By PAUL ELIAS
OAKLAND, Calif. (AP) — Lawyers said Friday that a tentative plea deal has been reached for two defendants in connection with a Northern California warehouse fire that killed three dozen partygoers at an unlicensed concert in 2016.
Attorneys for Derick Almena and Max Harris expect the two men to formally agree to plea deals on Tuesday.
Tyler Smith and Curtis Briggs, lawyers representing Harris, said the agreement was reached after more than two hours of negotiations, but it still needs to be finalized.
The judge asked lawyers to refrain from discussing details until the defendants appear in court.
Alameda County prosecutor Teresa Drenick declined to comment.
Earlier in the day, Almena’s attorney Tony Serra said his client agreed to plead guilty in exchange for an eight-year prison term. However, the details of that deal could have changed during the lengthy negotiations.
Serra also said Harris was arguing for a lesser sentence than Almena, who rented the warehouse and is accused of illegally converting it into a residence and entertainment venue.
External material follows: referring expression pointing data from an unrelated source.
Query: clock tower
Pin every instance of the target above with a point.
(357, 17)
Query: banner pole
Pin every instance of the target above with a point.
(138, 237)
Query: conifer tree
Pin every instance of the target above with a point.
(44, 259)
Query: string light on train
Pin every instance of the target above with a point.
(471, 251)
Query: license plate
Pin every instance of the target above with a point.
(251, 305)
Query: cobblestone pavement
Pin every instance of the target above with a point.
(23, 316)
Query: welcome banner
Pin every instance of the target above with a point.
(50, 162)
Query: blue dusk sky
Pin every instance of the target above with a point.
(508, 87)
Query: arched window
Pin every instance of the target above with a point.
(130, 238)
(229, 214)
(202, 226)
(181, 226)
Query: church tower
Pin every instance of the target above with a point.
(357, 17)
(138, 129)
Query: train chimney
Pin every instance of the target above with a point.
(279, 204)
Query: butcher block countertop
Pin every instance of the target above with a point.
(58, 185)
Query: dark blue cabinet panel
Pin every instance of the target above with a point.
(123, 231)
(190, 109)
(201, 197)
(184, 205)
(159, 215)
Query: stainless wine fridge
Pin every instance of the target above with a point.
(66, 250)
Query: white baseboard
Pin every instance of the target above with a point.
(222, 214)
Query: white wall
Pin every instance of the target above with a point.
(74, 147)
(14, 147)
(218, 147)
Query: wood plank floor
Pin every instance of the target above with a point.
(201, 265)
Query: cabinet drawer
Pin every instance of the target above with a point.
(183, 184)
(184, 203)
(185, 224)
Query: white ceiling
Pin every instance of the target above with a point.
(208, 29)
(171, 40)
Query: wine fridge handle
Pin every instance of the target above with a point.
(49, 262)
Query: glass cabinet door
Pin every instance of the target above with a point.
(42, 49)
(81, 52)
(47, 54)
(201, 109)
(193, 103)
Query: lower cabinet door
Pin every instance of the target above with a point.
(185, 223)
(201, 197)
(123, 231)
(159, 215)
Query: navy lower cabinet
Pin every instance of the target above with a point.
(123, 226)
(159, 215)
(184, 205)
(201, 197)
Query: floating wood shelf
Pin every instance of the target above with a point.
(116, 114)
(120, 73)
Harris helped Almena manage the warehouse, collecting rent and scheduling concerts.
Serra said a plea deal will spare the victims’ families from testifying at a trial where photos of burned bodies and other emotionally fraught evidence would be shown.
Prosecutors say Almena turned the cluttered building into a “death trap” with few exits, rickety stairs and dark and dangerous passageways.
Almena, his wife and three children lived in the warehouse but were staying in an Oakland hotel the night of the fire, which broke out during an electronic music performance in 2016.
In an interview with San Francisco Bay Area news station KTVU-TV, Almena says he “didn’t put a bullet in anybody” but is ready to accept responsibility for the blaze, which became the nation’s deadliest structure fire since flames swept a Rhode Island nightclub in 2003 and killed 100 people.
Almena has already been credited with two years of imprisonment.
Serra said Almena also is eligible for a California Department of Corrections and Rehabilitation sentence reduction because involuntary manslaughter charges are classified as non-violent.